Ruben Israel, who's been a street preacher for 35 years and is a member of Bible Believers, which has 74 chapters nationwide, told The Christian Post on Saturday that he wasn't protesting any particular speaker, but the entire event, which he says was held in an attempt to deceive people into believing that Islam is a tolerant religion.
"I'm here like any red blooded, God-fearing Christian should be. You have an event like this, where they're trying to say Muslims are tolerant people — that's not true. Let's face it; what happened in France is because of Muslims. I'm not here to sing 'Kum Ba Ya,' I'm here to draw a line in the sand. They hold an American flag in one hand and a dagger in the other hand."
The five speakers at the event included: Kristiane Backer, author of From MTV to Mecca; Imam Alauddin El-Bakri, a founding member of the Inner City Muslim Action Network; Imam Abdul Malik Mujahid, founding chairman of Sound Vision Foundation; Georgetown University professor John Esposito, founding director of the school's Prince Alwaleed Bin Talal Center for Muslim-Christian Understanding; and controversial New York-based Imam Siraj Wahhaj, who was an alleged "co-conspirator" in the 1993 World Trade Center bombings.
"Wahhaj was once listed by prosecutor Andy McCarthy as an unindicted person who may have been an alleged co-conspirator in the deadly 1993 terror bombing of the World Trade Center," Fox News reports. "In 1995, Wahhaj, a U.S.-born Muslim convert, provided supportive testimony for Omar Abdel-Rahman, the 'blind sheik' who later received a life sentence for his role in the plot to blow up city landmarks."
Israel told CP that he's traveled to several countries throughout the West that have sizeable Muslim populations, such as France and Canada, and behind the scenes people tell him that they "regret giving them the freedom that they have."

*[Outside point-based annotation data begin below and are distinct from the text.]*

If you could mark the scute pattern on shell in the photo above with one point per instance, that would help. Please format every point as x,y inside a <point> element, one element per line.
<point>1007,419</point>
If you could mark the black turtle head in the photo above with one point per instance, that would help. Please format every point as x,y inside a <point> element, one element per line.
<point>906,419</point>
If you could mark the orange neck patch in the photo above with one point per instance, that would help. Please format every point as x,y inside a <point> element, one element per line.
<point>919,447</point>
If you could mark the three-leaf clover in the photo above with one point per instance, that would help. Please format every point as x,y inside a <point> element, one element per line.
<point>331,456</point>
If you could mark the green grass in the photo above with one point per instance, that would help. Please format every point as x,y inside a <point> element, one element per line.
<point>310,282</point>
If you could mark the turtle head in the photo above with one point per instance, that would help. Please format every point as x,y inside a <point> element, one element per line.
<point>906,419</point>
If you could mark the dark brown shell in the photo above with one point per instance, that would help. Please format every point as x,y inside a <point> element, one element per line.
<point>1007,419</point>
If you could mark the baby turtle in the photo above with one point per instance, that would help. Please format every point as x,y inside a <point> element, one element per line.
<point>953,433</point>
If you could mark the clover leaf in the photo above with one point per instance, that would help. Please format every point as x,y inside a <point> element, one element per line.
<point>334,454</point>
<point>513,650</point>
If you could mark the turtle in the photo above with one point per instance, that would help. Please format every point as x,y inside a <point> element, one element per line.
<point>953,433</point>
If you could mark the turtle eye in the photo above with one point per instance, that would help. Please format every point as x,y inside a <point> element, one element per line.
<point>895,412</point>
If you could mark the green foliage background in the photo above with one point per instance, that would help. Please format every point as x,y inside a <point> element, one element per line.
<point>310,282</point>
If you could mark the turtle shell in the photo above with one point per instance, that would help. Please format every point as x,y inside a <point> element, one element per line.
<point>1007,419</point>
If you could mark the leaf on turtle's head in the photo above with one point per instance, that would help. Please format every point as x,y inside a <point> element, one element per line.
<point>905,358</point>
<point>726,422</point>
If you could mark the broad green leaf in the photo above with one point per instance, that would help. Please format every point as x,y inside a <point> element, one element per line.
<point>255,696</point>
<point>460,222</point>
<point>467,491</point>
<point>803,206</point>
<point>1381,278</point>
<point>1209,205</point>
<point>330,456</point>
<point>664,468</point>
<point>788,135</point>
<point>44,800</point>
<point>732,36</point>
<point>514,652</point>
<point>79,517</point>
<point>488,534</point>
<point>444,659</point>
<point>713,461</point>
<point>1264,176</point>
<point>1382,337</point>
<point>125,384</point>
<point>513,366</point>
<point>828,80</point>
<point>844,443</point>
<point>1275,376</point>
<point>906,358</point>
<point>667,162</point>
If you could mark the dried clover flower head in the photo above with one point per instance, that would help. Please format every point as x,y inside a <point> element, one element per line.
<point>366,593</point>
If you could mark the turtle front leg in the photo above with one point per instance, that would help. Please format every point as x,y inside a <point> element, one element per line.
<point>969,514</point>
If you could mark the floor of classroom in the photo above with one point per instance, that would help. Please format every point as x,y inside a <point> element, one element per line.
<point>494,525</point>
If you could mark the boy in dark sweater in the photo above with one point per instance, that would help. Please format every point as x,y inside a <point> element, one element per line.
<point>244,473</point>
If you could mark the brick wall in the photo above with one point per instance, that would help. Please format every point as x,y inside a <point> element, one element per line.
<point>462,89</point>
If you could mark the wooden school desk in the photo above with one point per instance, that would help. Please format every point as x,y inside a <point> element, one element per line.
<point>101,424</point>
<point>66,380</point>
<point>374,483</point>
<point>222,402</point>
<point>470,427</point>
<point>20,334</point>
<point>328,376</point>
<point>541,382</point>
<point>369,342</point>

"Freedom is good, but you have to earn it," he asserted. "These people despise this country. Everywhere Islam goes, it's bad news — crime, murder and destruction. Detroit, Michigan, is a perfect example. Once a God-blessed city, it's now almost cursed soil because of this religion."
Israel added that he cautions Christians not to believe that the two religions are the same. "We're not the same. At least we need to understand that. Their religion is one of hatred."
"They don't like our free speech. And understand, if free speech goes, freedom of the press is next, owning a gun is next. It's a domino effect. You don't like the way we have free speech, which they don't, freedom of the press would be next — France is very familiar with that," he argued.